Key objectives for aesthetics and quality

 The final graphic map (skin) results from photos taken during an up to 60-minute journey, by foot or in a vehicle. Cityskin takes a photo each minute and has its location recorded. The difference between position A and B will define the velocity and this value determines each photo final length. A median filter is applied to each photo, in order to emphasize color, and its length is compressed or stretched according to the velocity variables. These images are lined horizontally, and a white space is kept between them.  The white space adds readability to each picture, but also becomes an editable input text space.

 GPS coordinates are presented as default text between stripes. The users are allowed to substitute this geographic information by editing their own text labeling in each white line.
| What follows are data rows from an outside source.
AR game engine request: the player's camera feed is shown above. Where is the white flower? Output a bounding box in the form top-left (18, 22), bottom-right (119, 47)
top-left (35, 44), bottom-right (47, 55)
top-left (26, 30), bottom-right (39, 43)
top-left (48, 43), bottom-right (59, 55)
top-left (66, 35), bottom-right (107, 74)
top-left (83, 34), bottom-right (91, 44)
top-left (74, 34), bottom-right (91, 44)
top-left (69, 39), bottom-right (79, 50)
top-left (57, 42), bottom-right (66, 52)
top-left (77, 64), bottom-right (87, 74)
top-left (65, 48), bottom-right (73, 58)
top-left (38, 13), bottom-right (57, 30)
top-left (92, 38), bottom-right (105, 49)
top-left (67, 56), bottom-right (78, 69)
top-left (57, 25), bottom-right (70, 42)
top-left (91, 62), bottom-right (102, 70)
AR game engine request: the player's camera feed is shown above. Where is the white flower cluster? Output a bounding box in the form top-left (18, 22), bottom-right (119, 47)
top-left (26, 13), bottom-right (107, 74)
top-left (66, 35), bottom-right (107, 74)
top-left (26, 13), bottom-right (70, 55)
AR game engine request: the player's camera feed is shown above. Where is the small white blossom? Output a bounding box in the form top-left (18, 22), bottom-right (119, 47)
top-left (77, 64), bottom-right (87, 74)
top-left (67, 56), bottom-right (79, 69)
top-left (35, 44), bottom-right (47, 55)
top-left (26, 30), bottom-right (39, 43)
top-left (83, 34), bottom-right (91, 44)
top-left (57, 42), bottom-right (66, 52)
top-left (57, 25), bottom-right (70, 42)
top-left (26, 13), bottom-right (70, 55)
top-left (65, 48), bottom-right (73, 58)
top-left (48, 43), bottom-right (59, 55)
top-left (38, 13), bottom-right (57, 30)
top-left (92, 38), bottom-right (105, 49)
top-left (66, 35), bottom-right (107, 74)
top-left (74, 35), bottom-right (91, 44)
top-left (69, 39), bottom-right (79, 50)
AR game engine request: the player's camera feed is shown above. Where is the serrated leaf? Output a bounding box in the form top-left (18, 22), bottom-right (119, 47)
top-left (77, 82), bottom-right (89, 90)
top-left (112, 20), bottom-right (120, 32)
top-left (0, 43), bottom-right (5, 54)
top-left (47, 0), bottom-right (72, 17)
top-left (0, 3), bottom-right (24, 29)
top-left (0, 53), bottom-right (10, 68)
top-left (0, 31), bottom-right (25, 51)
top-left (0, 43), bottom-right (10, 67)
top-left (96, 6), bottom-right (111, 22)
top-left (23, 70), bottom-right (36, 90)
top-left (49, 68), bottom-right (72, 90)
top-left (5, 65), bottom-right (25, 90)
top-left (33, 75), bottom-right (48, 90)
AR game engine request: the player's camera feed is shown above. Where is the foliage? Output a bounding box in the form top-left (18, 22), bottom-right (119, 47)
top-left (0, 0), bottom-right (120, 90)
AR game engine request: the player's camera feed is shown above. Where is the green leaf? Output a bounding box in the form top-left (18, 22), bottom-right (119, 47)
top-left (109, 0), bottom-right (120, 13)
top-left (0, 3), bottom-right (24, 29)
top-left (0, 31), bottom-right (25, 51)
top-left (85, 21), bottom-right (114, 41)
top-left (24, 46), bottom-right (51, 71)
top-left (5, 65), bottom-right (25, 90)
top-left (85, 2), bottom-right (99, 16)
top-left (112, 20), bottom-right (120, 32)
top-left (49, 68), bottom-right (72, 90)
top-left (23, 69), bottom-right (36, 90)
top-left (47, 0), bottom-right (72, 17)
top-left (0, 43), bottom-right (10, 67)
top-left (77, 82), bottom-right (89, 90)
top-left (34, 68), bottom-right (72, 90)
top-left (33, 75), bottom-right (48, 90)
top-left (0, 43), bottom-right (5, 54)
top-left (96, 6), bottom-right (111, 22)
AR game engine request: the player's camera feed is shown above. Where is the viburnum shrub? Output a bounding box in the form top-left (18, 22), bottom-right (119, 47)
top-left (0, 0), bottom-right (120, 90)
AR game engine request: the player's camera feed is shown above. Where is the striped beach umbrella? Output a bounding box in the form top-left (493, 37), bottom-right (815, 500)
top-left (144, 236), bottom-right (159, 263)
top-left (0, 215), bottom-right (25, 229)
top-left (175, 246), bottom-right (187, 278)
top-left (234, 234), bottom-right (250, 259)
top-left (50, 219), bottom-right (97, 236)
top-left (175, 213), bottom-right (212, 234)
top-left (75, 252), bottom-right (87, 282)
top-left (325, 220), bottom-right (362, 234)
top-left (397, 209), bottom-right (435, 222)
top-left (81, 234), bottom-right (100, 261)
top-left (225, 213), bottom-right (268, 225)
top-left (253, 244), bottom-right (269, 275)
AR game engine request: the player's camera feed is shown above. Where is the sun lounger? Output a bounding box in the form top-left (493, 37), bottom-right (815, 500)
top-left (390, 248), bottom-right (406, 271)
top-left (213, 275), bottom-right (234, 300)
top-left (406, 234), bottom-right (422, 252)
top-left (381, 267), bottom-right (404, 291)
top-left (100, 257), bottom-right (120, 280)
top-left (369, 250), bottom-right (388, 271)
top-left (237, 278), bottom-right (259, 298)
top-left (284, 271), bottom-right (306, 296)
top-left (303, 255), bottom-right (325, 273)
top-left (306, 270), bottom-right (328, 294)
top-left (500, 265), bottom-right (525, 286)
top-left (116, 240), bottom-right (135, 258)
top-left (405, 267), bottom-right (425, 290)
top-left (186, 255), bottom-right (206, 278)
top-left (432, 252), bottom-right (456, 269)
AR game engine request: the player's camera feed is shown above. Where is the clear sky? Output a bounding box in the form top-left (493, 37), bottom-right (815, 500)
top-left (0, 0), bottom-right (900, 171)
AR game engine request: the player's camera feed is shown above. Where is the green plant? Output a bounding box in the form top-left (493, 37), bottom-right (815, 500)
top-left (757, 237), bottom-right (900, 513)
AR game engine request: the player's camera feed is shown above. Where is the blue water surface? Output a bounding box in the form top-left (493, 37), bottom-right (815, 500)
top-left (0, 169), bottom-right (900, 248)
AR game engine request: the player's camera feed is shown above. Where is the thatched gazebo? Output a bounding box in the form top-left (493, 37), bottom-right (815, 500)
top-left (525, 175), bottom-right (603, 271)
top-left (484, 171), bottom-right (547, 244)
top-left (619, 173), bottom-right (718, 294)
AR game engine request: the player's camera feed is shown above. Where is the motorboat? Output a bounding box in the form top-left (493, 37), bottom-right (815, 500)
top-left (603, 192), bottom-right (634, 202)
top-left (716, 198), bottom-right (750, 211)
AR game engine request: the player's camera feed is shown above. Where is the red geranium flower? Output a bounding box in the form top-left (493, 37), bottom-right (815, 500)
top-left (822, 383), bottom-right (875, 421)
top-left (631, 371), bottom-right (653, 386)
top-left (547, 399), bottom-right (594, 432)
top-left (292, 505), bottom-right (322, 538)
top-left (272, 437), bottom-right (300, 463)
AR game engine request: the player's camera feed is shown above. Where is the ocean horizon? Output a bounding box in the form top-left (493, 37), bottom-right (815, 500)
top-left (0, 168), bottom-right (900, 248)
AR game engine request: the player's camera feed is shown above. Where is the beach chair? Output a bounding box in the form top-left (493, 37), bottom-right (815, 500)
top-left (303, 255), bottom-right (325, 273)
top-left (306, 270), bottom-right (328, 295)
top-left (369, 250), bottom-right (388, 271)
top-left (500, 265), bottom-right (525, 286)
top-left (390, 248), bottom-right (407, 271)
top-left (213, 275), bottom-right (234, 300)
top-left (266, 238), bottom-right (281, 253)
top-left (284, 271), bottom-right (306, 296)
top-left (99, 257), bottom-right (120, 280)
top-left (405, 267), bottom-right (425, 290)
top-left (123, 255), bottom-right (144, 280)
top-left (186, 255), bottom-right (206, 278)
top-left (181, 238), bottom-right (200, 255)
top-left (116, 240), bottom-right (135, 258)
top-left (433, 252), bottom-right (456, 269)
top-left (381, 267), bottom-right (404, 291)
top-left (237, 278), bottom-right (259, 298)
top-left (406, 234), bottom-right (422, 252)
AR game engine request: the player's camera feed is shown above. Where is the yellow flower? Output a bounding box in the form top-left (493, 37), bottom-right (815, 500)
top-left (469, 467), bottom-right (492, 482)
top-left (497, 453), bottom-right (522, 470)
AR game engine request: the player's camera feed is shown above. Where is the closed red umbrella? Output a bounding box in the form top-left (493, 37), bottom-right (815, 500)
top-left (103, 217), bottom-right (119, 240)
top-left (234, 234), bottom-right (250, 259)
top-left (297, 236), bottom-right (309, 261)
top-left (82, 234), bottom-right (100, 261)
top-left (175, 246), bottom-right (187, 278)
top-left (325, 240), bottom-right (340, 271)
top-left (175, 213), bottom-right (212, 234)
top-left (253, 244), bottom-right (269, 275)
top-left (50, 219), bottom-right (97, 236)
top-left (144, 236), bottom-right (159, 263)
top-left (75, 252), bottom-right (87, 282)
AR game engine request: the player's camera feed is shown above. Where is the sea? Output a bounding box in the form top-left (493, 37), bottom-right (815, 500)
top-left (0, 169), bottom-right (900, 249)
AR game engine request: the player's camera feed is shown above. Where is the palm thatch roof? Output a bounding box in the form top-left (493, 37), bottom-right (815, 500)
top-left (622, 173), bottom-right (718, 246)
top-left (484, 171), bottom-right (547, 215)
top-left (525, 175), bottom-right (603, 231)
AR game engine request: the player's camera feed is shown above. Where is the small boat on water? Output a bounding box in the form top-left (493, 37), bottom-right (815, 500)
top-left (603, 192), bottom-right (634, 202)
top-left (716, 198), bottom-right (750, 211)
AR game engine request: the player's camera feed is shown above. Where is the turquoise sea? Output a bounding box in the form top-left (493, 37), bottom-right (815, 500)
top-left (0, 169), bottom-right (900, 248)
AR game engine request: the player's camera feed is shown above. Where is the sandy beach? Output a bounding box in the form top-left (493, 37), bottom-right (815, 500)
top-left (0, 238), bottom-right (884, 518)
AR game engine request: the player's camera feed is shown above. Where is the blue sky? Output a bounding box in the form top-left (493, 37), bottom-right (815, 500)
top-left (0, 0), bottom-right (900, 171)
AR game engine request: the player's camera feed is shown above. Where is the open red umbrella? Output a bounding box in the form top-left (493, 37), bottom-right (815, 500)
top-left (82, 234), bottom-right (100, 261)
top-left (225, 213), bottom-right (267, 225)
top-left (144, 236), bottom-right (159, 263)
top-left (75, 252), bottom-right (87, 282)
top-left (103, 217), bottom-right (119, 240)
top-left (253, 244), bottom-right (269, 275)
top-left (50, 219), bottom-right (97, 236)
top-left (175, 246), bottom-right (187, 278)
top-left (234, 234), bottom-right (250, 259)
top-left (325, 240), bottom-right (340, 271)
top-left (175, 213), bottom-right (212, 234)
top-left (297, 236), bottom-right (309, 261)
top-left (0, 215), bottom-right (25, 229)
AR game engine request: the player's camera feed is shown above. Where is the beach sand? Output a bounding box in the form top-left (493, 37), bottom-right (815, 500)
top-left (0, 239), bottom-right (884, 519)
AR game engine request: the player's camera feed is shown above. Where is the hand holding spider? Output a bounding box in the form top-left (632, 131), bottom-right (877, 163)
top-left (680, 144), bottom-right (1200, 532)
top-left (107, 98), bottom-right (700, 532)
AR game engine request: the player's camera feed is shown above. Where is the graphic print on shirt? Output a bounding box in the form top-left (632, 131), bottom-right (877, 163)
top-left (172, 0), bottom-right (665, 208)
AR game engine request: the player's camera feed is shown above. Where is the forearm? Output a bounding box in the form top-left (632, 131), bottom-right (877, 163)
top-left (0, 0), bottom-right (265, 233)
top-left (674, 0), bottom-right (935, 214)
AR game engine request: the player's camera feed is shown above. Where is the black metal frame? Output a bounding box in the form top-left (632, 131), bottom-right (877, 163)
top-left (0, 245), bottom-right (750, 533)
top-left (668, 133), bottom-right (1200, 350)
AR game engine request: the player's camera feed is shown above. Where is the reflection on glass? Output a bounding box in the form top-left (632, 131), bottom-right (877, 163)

The final map results from a representation of hard data and open variables related to movement and color – visual impressions, time, type of transportation and user input.

The final map will be presented as a stripe of colors, showing long stripes when the user is moving faster, and narrower stripes when the user is moving slower.

Key objectives for inclusion

Quotidian journeys are often a routine experience where landscapes blur into oblivion. CitySkin can provide insights about different layers of perception, and a singular perspective on urban reality. The application invites the user to find different maps around the city and get to known new places.

As such, Cityskin is offering an interpretation on data given from visual cues. CitySkin can visualize and find interesting differences, coincidence or patterns on journeys maps.

It becomes possible to compare visuals from different cities, but also the subjective variables given by an individual journey. These changes can be given by time spent in different locations, or even provoked by the user’s imagination.

CitySkin was designed considering that identical paths would provide completely different maps accordingly to the use, emphasizing the differences around the experience found in routine.

Results in relation to category

As a digital product, CitySkin provides a mean to compare and experiment with different times of the day or year of a specific place, but also between different cities. Furthermore, this application allows recognizing patterns of time. Finally, the information presented in the final map, can give the user, a visual and immediate way to evaluate activities that relate to routine and movement. This information presentation benefit from a comparative evaluation, like for instance physical activities (jogging), or by visualizing traffic jams, giving a tool to measure qualitatively and quantitatively the quotidian.

How Citizens benefit

The Cityskin project tests relations between computation and art, acknowledging the incremental step toward computational ubiquity allowed by mobile phones. Ubiquitous Computing is addressed by this application, considering the city’s intelligence. In a broad sense the project proposes to test playfulness and a sense of discovery, thus, giving focus on the user experience. The project also aims to challenge the dominant discourse of the "smart city", with its tendency toward quantitative data (traffic flows, phone data, revenues, etc) which arguably leads to an impoverished sense of the city as experienced by its users. Might smart cities instead learn from the post-war practice of the Situationist derive

Innovative character

CitySkin produces outputs which give visibility to invisible layers present in quotidian life, adding a cultural impression to design and computation. Each image reflects the point of view of a user along a path. There will be differences in colors and distortion on the output image (skin). Each skin will be unique and will reflect the singular point of view of the user’s time, place and playfulness. Finally. CitySkin suggests to slow down, and embrace contemplation.